Breast Cancer Dosn't Discreminate
My Father George R. Anderson and My Brother Kenneth K. Anderson Both was Diagnoised with Breast Cancer...Founder 2for2 Boobs, Tallulah Anderson
Actor Richard Roundtree is a Breast Cancer Suvivor he was diagnosed with the rare disease male breast cancer in 1993 and underwent a double mastectomy
African American Men Hit Harder by Breast Cancer
African American men are hit harder by breast cancer than their white counterparts. After diagnosis, African American men are three times more likely to die from breast cancer than white men.

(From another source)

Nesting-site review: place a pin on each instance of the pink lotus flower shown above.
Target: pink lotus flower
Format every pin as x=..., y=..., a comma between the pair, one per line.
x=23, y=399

Why? African American men were less likely than white men to be referred to an oncologist or get chemotherapy for breast cancer; this may be because of disparities in healthcare for African American and research suggests that breast cancers in African American men and women may have different genes than breast cancers in whites. These different genes could explain why the breast cancers in African American men were much more likely to be large and spread to the lymph nodes when diagnosed.
No matter your gender or ethnicity, do your best to make sure that you're getting the best care possible. Learn about your options. Ask questions. Seek out second opinions. Insist that the healthcare system do its best for YOU.
No matter your gender or ethnicity, do your best to make sure that you're getting the best care possible.